Sull’episodio è intervenuto Nicola Boscoletto legale rappresentante della cooperativa Giotto, capace di dare lavoro dietro alle sbarre a centinaia di detenuti. Il capo della coop, attraverso due email spedite nei giorni 13 e 21 gennaio e indirizzate a Dap, presidente del tribunale di sorveglianza e garante dei detenuti, ha scritto di avere saputo di presunte violenze da parte delle guardie carcerarie ai danni di alcuni reclusi. E ha chiesto di fare luce sul caso. In realtà, come hanno dimostrato le immagini registrate dal sistema di videosorveglianza, quel 10 dicembre sono stati i detenuti a scagliarsi contro i poliziotti della penitenziaria peraltro non in tenuta antisommossa. La Procura su questo incartamento spedito da Boscoletto ha aperto un fascicolo, al momento senza indagati.

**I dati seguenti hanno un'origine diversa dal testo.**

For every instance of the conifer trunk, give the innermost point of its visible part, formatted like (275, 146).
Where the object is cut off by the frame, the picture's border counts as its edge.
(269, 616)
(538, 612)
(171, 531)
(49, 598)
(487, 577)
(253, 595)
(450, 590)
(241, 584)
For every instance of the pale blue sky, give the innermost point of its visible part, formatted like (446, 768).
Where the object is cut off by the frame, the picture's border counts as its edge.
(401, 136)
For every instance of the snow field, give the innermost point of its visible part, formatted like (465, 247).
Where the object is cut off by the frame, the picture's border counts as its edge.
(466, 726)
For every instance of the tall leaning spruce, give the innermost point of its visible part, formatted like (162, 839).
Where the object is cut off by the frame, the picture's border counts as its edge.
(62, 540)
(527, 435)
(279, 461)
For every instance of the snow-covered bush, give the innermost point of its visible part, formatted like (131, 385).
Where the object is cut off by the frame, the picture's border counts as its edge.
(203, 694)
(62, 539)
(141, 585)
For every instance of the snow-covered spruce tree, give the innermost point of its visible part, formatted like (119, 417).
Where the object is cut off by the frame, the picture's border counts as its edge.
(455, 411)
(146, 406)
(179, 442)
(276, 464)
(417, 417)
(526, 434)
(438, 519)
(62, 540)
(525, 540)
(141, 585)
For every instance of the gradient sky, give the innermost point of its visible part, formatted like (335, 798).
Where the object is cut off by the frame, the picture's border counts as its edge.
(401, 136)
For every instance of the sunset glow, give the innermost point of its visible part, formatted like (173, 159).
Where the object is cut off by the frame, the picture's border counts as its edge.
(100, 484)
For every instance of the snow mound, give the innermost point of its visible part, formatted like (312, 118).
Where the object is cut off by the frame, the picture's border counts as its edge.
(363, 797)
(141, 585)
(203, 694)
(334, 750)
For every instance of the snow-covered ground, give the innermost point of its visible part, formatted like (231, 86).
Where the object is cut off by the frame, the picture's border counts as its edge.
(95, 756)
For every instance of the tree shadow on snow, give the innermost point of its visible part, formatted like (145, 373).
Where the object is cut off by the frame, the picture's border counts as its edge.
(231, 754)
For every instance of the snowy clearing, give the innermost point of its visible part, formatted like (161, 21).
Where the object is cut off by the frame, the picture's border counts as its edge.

L’indagine ha preso corpo il giorno 10 dicembre quando il tunisino di 24 anni Zaharan Salah Ben Mohamed è stato “pizzicato” all’interno del carcere con diversi ovuli di droga (cocaina, hashish e marijuana) e schede telefoniche occultati nell’intestino. Il giovane straniero, nipote di Ben Torch il “re” delle spaccate dell’estate 2019, secondo gli inquirenti si sarebbe approvvigionato della sostanza stupefacente durante il suo permesso premio alla comunità “Piccoli Passi” di via Po. Qui avrebbe incontrato la madre, Mounira Torch 54 anni, finita anche lei nei guai per avere portato al figlio la merce illegale. I due, ironia della sorte, erano stati “scritturati” come attori nel film documentario “Tutto il mondo fuori” realizzato dalla cooperativa Work Crossing legata a filo diretto con la coop Giotto. Un viaggio all’interno del Due Palazzi, insieme a don Marco Pozza, dove il messaggio è il recupero della persona grazie a numerosi progetti di formazione. Indagato è poi finito Nizar Boughanmi tunisino di 35 anni, insieme al connazionale Wissem Talbi di 24 anni. I due, secondo l’accusa, avrebbero aiutato Zaharan a portare in carcere la droga e i telefoni cellulari. L’apparecchio del nipote di Torch, un telefonino minuscolo, è stato anche “salvato” dalla perquisizione degli agenti: con una sorta di carrucola è stato portato dal secondo al quarto piano del penitenziario. Non solo, sarebbe stato utilizzato da diversi detenuti per comunicare: come avrebbe fatto lo stesso Zaharan (il pm per lui ha già chiesto il rinvio a giudizio) con spacciatori di Padova e Venezia. Lo vendita di droga in carcere, secondo quanto ricostruito dagli inquirenti, rende moltissimo. Se sulla strada una dose di cocaina viene spacciata a 70 euro, dietro alle sbarre ne costa 300. Ad essere sfruttati sono i carcerati più deboli, quelli dipendenti dalle sostanze stupefacenti e con il portafogli imbottito. 
Infine nel registro degli indagati ci sono finiti altri otto detenuti, tra cui ancora Boughanmi e Talbi, per resistenza pluriaggravata a pubblico ufficiale. Grazie a “radio” carcere, quel 10 dicembre sono venuti a sapere dell’arresto di Zaharan e di una immediata perquisizione nelle celle al secondo piano del Due Palazzi. In pochi minuti si sono organizzati per mettere in piedi una sommossa. Gli agenti sono stati bersagliati con lanci di pezzi di legno, frutta e altro materiale. Inoltre sono state date alle fiamme numerose lenzuola. Gli altri finiti nei guai sono Sami Rouini 40 anni, Adleni Al Hmidi 36 anni, Ahmed Chouchoui 22 anni, Naim Landolsi 39 anni, Minamine Zidi 29 anni e il marocchino Radouan El Madkouri di 26 anni. Nicola Boscoletto, il capo della cooperativa Giotto, in merito alle due email spedite per chiedere delucidazioni su eventuali abusi subiti dai detenuti quel 10 dicembre, è stato sentito a sommarie informazioni dagli inquirenti. Non ha fornito i nomi dei carcerati che gli avrebbero segnalato le presunte violenze per mano degli agenti. Sul caso è stato aperto un fascicolo al momento senza indagati. La Procura ha fatto sapere che durante le indagini c’è stata la piena collaborazione da parte del direttore del carcere e della polizia penitenziaria.